Keyed by file_uuid (core's phoenix_kit_files.uuid), not the per-upload phoenix_kit_cat_pdfs.uuid — so two uploads of identical content share one extraction job.

Lifecycle

  1. Look up the extraction row by file_uuid. If terminal (extracted / scanned_no_text / failed), no-op (retry of an already-done job, or duplicate enqueue from a content-dedup upload).
  2. Resolve the binary via Storage.retrieve_file/1 — returns a temp path. Works whether the file lives on local disk, S3, or anything core supports.
  3. Mark "extracting".
  4. pdfinfo for page count.

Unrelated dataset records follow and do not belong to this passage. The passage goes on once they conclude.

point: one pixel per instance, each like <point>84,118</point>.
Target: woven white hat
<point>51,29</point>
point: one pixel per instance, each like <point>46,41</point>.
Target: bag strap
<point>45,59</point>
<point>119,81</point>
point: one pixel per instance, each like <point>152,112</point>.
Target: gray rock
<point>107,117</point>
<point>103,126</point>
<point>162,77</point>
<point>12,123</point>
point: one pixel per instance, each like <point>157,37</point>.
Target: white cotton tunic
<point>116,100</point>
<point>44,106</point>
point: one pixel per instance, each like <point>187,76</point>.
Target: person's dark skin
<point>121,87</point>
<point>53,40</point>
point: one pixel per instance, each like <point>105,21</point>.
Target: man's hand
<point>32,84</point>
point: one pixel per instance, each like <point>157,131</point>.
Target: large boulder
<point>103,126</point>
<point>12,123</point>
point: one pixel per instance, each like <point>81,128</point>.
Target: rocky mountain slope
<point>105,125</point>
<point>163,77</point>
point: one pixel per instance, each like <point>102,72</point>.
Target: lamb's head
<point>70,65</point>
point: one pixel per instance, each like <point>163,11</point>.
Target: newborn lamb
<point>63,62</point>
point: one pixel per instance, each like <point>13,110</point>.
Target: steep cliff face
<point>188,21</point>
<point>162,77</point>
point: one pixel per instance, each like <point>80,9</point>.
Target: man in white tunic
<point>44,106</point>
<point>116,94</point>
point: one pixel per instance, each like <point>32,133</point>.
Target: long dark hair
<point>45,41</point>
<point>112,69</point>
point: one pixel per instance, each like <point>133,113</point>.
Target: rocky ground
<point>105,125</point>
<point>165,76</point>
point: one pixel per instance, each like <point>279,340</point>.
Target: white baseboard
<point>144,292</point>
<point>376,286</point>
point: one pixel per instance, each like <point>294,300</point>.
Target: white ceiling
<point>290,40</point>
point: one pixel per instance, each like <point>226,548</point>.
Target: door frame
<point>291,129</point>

Treat parse failures as fatal.
  5. For each page, pdftotext -layout, normalize, hash, upsert into the per-page content cache, insert a pdf_pages row.
  6. Transition to extracted (or scanned_no_text if all pages came back empty). Failures mid-loop transition to failed.

Concurrency

Configured via the host app's Oban queue config. Recommend queue: :catalogue_pdf, limit: 2 so a 1000-page PDF doesn't pin CPU or block other queues.

Deduplication

Re-enqueueing the same content (duplicate-content upload, the self-heal requeue_stuck_extractions/1, or the per-PDF Retry button) is deduped application-side in PdfLibrary.insert_extraction_job/1 — it skips the insert when a non-terminal PdfExtractor job already exists for the file_uuid. We deliberately do not use Oban's built-in unique: option: satisfying its compile-time check requires listing every incomplete state including :suspended, but that enum value is absent from the oban_job_state enum on hosts that upgraded the Oban library without running its latest migration — the uniqueness query then raises 22P02 and kills every enqueue. The app-side guard queries only the four states (available / scheduled / executing / retryable) present in every Oban version. Races are harmless: this worker short-circuits on a terminal status and page inserts are upserts.